Had admissions officers known that Mitman was applying from prison, Nagel said they still would have considered his application in much the same way that an applicant with no criminal record might be considered.

"With respect to people with criminal backgrounds, generally, . we should not automatically bar someone who is an ex-offender," Nagel said.

He said applicants with a criminal record might be rejected due to "obligations for the safety of our students and our community."

As for University employees, University spokeswoman Lori Doyle agreed that "a criminal conviction alone is not reason to deny employment."

"We look at these on a case-by-case basis, and the decision on whether or not to hire is based on job relevance," she said.

Doyle added that the University currently performs criminal background checks on most of its full- and part-time staff members, though officials are looking into strengthening its hiring procedures.

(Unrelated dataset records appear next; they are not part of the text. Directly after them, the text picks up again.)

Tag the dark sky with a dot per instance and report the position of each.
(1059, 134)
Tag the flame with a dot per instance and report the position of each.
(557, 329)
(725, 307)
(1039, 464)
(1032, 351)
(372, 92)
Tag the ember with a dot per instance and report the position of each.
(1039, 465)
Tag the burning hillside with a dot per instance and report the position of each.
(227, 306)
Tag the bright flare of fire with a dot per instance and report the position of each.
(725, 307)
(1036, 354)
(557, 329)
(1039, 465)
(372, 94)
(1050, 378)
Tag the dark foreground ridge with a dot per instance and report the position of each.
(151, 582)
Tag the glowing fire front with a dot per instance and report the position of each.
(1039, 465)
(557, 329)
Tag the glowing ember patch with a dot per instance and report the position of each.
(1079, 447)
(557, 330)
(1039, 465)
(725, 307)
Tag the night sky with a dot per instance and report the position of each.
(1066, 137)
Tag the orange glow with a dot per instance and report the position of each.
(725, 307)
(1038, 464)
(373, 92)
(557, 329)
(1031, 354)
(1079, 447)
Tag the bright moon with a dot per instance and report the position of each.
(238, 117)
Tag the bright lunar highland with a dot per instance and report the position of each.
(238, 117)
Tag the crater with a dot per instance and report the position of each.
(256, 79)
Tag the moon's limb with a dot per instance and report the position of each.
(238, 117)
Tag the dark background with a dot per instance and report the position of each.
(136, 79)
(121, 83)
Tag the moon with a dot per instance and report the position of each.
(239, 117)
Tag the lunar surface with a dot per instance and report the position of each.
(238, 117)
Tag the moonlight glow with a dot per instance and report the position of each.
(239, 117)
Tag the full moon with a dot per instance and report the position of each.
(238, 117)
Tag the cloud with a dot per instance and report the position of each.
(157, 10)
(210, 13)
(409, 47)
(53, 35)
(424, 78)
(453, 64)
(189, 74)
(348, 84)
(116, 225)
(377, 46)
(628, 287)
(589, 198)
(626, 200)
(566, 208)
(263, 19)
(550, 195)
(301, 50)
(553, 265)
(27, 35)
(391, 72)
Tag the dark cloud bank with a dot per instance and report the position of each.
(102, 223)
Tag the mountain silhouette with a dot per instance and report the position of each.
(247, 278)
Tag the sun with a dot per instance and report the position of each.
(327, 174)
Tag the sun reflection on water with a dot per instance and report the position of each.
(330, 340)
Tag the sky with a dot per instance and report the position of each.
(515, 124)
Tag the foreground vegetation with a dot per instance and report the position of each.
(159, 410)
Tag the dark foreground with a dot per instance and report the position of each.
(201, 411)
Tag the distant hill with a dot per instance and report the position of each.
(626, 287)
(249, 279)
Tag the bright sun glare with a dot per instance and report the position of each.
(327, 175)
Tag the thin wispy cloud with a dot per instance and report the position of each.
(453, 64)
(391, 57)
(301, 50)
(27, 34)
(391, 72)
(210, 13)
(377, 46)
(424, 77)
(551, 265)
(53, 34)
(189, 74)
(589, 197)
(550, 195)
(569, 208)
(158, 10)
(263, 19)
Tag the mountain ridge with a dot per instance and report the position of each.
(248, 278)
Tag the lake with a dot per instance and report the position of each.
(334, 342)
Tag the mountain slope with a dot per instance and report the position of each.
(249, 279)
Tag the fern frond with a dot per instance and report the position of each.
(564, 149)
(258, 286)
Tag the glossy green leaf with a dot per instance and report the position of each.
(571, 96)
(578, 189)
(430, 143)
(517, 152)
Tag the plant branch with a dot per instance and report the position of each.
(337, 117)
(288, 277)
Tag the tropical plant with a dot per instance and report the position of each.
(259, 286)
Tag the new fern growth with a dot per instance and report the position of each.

Penn does not perform criminal background checks on faculty members, a practice in line with other Ivy League schools, Doyle said.

Mitman pled guilty in March 2005 to involuntary deviate sexual-intercourse charges with a 14-year-old boy and was sentenced to two-and-a-half to five years in prison.

He was later permitted to enroll in Bucks County's academic-release program and began attending Penn in September 2006.

- Staff members Stephen Morse and Sharon Udasin contributed reporting to this article.